PEMILU Australia pada 3 Mei 2025, menghasilkan kemenangan telak bagi Partai Buruh di bawah Anthony Albanese, yang kembali menjabat sebagai Perdana Menteri dengan proyeksi 81 kursi di Dewan Perwakilan Rakyat.
Dari perspektif yuridis kenegaraan, pemilu di sana turut menawarkan pelajaran berharga bagi Indonesia: mewujudkan demokratisasi pemilu yang lebih substantif.
Menariknya, kemenangan ini juga memperlihatkan pentingnya kepemimpinan yang responsif, yakni kepemimpinan adaptif, kolaboratif, dan peka terhadap kebutuhan publik (Kettl, 2002), yang turut memperkuat kedewasaan demokrasi konstitusional Australia.
Konstitusi Australia 1901 menjadi fondasi kuat bagi demokrasi parlementer negara tersebut, yang secara tegas mengatur pembagian kekuasaan, sistem pemilu yang demokratis, serta mekanisme checks and balances.
Kewajiban memilih bagi warga negara yang telah berusia 18 tahun di negara tersebut, misalnya, berkontribusi besar terhadap partisipasi tinggi, yang pada Pemilu 2022 mencapai 90 persen (Australian Electoral Commission, 2025).

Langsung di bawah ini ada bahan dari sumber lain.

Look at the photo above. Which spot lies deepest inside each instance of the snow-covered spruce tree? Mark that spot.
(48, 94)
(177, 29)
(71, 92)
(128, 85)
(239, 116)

Pada Pemilu 2025, alih-alih menurun, banyak pihak memprediksi partisipasinya akan lebih tinggi dari Pemilu 2022 dengan 18,1 juta pemilih terdaftar menggunakan hak pilih (Western Australian Electoral Commission, 2025).
Transparansi dalam pendanaan kampanye, yang telah diatur sejak 1984 oleh Komisi Pemilihan Umum Australia (AEC), menjadi instrumen penting dalam menjaga integritas pemilu (Australian Electoral Commission, 2024).
Baca juga: Oposisi Individual Mahfud MD
Setiap partai politik wajib melaporkan sumbangan yang diterima di atas ambang batas tertentu, sehingga publik dapat mengawasi potensi konflik kepentingan.
Dalam episentrum teori demokrasi deliberatif, partisipasi dan transparansi yang demikian memang merupakan dua pilar utama dalam pemilu (Habermas, 1996).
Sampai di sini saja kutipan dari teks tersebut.